Perforation usually occurs within 24 hours of the onset of pain symptoms, which include a fever of 37.7 degrees Celsius or 100 degrees Fahrenheit or higher, a toxic appearance, and continued abdominal pain or tenderness.
Interventions in Nursing
Monitor for signs and symptoms of deterioration, such as perforation, abscess, or peritonitis (increasing severity of pain, tenderness, rigidity, distention, absent bowel sounds, fever, malaise, and tachycardia).
Notify your doctor immediately if your pain suddenly stops; this indicates a perforation or a medical emergency.
Assist the patient in finding a comfortable position, such as semi-fowlers with knees flexed.
Coughing and ambulation are two activities that can aggravate pain.
For relief, place an ice bag on your abdomen.
To avoid aggravating the patient’s discomfort, avoid indiscriminate palpation of the abdomen.
Once the diagnosis is established, prepare the patient for surgery as soon as possible.
Explain to the report the signs and symptoms of postoperative complications, such as elevated temperature, nausea, vomiting, or abdominal distention, which could indicate infection.

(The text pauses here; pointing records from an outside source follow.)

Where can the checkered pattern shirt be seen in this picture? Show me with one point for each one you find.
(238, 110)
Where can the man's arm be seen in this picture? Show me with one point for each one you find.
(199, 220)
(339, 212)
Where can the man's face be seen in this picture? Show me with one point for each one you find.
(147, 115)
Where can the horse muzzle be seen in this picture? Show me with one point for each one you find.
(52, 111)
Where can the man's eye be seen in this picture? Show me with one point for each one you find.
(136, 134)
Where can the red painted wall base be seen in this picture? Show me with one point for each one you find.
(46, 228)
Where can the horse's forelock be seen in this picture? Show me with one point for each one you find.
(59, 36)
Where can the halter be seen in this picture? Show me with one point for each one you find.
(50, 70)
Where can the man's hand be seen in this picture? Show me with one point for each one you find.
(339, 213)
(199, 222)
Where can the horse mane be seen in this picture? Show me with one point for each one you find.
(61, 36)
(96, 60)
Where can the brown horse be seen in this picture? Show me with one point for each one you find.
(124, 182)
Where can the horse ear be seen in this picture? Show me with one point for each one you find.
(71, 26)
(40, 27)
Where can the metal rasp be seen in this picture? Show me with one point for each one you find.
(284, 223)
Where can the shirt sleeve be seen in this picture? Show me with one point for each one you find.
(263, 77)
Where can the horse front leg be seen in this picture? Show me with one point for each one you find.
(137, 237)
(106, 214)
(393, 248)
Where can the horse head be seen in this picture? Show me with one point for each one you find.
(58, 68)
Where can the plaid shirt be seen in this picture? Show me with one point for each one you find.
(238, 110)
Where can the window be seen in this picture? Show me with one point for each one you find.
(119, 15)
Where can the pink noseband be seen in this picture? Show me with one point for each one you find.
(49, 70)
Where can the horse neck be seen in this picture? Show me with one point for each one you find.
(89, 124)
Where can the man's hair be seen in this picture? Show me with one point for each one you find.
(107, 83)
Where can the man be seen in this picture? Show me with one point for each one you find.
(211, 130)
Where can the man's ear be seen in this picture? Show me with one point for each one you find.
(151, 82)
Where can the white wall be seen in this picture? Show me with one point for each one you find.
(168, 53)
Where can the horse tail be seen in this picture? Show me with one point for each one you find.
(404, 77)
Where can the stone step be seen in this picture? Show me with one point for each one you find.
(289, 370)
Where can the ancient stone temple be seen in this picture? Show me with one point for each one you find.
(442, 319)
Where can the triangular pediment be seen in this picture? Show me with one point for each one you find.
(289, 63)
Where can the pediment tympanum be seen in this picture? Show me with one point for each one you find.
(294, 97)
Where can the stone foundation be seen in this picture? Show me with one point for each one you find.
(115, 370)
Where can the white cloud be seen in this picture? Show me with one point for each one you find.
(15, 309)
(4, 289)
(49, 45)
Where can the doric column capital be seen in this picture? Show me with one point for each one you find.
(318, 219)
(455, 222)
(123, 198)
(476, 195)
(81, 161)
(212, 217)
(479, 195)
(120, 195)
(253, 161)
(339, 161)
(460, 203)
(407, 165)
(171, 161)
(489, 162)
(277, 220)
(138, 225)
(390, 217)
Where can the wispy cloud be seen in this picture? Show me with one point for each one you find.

Instruct the patient on how to turn, cough, or breathe deeply, how to use an incentive spirometer, and how to ambulate. Discuss the purpose of these maneuvers and their continued importance during recovery.
Teach incision care and the importance of not doing heavy lifting or driving until the surgeon says so.
Avoid enemas or harsh laxatives; instead, increase fluid intake and use stool softeners to treat postoperative constipation.
Planning for Discharge
M Infection-fighting antibiotics
Analgesics (morphine) can be given to relieve pain after surgery.
E You can get up and move around within 12 hours of surgery.
After laparoscopic surgery, you can usually resume your normal activities in 2-3 weeks.
T Pretreatment of foods with lactase preparations (e.g., Lactaid drops) before consumption can help to alleviate symptoms.
Lactase enzyme tablets taken with the first bite of food can help to alleviate symptoms.
H To care for the wound, perform dressing changes and irrigations as directed. Avoid taking laxatives or applying heat to the abdomen if you have abdominal pain of unknown origin.
Reiterate the importance of a follow-up appointment with the surgeon.
In case of increased pain at the incision site, contact your doctor.
O Record bowel sounds and the passage of flatus or bowel movements (these are signs of the return of peristalsis)
Keep an eye out for surgical complications such as persistent pain or fever, which could indicate an abscess or wound dehiscence.
Between the fifth and seventh days, the stitches were removed (usually in the physician’s office)
D Liquid or soft diet until the infection clears up.
Soft diets are low in fiber and easily broken down in the digestive tract.
Appendicitis Case Study
Please provide complete, thorough, and detailed answers to all questions in the case study. Multiple choice answers should include the correct choice and rationale for that choice and/or rationale why other choices are incorrect.